While few would fault the FBI for using any means possible to identify users of a child pornography site, the court’s analysis of computer security is troubling. The court’s holding that a warrant is not needed to deploy malware was not explicitly limited to visitors of child pornography sites – an important distinction, since accessing a child pornography site is strong evidence of likely intent to commit the crime of receiving child pornography. Under the court’s reasoning, however, the government could take over a legal website and deploy malware without a warrant onto every computer that accessed the website, as long as that malware accessed only the computers’ IP addresses and similar identifying information but not the computers’ contents. Further, the court’s reasoning that IP addresses are not protected due to their transmission through third parties could conceivably be extended to find that a user’s browsing history is not protected because such information is transmitted to the host websites. One could imagine a scenario where the government took over a legal website containing extremist ideology, deployed malware onto the computers of the website’s visitors, and then tracked the browsing history on each computer. Such tracking would essentially allow the government to analyze, without a warrant, what an individual was reading on the Internet. Indeed, Senator John McCain recently introduced legislation to allow the FBI to access an individual’s web search history without a warrant in terrorism and spy cases.

As Justice William Douglas warned in 1953:

“Once the government can demand of a publisher the names of purchasers of his publications, the free press as we know it disappears. Then the spectre of a government agent will look over the shoulder of everyone who reads. The purchase of a book or pamphlet today may result in a subpoena tomorrow. Fear of criticism goes with every person into the bookstall. The subtle, imponderable pressures of the orthodox lay hold. Some will fear to read what is unpopular, what the powers-that-be dislike. When the light of publicity may reach any student, any teacher, inquiry will be discouraged.…If the lady from Toledo can be required to disclose what she read yesterday and what she will read tomorrow, fear will take the place of freedom in the libraries, bookstores, and homes of the land.” United States v. Rumely, 73 S.C. 543, 551-52 (1953) (Douglas, J., concurring).

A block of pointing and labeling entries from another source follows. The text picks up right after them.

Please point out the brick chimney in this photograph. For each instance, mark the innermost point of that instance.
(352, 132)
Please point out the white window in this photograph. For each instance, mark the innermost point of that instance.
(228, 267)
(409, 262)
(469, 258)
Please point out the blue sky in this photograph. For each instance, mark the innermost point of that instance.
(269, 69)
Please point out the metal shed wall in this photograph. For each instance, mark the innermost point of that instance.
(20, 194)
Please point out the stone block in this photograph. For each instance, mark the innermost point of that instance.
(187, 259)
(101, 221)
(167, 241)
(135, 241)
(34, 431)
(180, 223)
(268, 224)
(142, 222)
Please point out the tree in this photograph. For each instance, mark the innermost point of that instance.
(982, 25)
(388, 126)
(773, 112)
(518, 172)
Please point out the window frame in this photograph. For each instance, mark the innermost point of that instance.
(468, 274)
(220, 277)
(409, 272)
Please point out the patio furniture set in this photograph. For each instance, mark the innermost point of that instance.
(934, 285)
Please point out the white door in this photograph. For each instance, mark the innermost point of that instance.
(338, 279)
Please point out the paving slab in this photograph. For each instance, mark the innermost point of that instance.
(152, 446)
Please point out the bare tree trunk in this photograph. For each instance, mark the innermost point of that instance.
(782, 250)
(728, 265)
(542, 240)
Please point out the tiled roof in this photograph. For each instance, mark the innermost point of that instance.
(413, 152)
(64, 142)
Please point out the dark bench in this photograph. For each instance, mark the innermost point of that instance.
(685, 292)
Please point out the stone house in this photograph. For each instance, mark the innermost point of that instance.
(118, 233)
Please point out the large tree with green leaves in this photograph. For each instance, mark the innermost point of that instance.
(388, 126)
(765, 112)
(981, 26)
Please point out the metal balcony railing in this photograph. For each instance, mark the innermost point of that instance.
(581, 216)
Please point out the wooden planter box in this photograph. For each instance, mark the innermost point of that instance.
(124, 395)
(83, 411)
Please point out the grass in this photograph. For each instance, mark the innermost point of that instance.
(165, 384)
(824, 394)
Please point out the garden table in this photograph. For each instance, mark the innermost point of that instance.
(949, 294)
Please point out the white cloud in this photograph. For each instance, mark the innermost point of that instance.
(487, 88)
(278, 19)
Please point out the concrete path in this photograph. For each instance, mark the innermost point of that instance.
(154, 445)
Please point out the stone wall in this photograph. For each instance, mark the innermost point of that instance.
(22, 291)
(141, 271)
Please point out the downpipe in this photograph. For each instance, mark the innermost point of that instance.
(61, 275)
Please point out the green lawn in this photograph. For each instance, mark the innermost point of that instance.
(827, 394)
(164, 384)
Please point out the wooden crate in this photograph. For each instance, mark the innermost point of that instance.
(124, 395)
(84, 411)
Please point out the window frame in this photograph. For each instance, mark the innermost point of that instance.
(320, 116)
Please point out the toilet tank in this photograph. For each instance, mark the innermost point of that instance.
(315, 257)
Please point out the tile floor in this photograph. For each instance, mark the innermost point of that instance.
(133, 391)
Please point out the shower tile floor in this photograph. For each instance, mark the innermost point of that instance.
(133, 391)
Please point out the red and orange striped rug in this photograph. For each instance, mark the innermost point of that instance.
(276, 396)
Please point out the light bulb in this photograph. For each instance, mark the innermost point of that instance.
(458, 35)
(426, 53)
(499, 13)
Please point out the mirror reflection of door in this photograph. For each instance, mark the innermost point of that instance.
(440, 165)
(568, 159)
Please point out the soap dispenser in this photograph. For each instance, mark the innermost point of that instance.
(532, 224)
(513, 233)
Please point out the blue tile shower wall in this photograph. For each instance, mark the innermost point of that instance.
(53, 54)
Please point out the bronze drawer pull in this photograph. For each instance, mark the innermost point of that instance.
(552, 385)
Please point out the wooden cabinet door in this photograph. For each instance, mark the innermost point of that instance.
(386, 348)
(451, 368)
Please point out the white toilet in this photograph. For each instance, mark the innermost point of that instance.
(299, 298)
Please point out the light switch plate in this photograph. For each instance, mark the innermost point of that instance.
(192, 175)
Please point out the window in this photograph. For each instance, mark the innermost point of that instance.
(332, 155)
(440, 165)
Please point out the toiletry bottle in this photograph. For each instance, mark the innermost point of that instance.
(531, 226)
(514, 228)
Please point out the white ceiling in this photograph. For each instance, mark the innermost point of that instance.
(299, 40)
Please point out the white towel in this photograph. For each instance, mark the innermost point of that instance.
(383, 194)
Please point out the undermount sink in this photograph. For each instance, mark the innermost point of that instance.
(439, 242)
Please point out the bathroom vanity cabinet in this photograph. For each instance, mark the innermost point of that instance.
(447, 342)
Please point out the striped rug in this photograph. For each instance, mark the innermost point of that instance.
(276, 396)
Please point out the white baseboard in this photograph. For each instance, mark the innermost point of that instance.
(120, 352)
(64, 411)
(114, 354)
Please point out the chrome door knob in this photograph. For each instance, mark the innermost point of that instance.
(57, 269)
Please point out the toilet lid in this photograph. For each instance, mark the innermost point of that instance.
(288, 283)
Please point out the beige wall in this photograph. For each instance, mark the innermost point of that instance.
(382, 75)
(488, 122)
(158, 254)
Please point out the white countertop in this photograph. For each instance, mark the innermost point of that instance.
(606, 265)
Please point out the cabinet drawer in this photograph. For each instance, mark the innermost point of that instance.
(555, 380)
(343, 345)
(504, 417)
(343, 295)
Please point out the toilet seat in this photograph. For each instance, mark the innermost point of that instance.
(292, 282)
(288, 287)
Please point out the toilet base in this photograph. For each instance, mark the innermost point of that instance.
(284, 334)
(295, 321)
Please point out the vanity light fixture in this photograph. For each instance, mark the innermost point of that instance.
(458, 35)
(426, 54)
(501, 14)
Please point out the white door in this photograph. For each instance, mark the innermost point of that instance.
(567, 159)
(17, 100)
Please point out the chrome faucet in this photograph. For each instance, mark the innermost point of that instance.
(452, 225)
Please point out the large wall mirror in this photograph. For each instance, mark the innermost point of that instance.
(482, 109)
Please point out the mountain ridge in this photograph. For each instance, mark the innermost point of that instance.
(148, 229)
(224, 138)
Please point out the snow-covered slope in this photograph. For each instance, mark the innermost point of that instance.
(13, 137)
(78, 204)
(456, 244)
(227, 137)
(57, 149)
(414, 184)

While it is often difficult to balance security and privacy in an increasingly interconnected world, the Matish court went farther than necessary in holding that a warrant was not necessary to deploy malware on computers. Additionally, as we transmit increasing amounts of our communications through cell phones and as electronic resources become our primary reading materials, it is worth reconsidering whether we do in fact hold privacy interests in transmissions through third parties.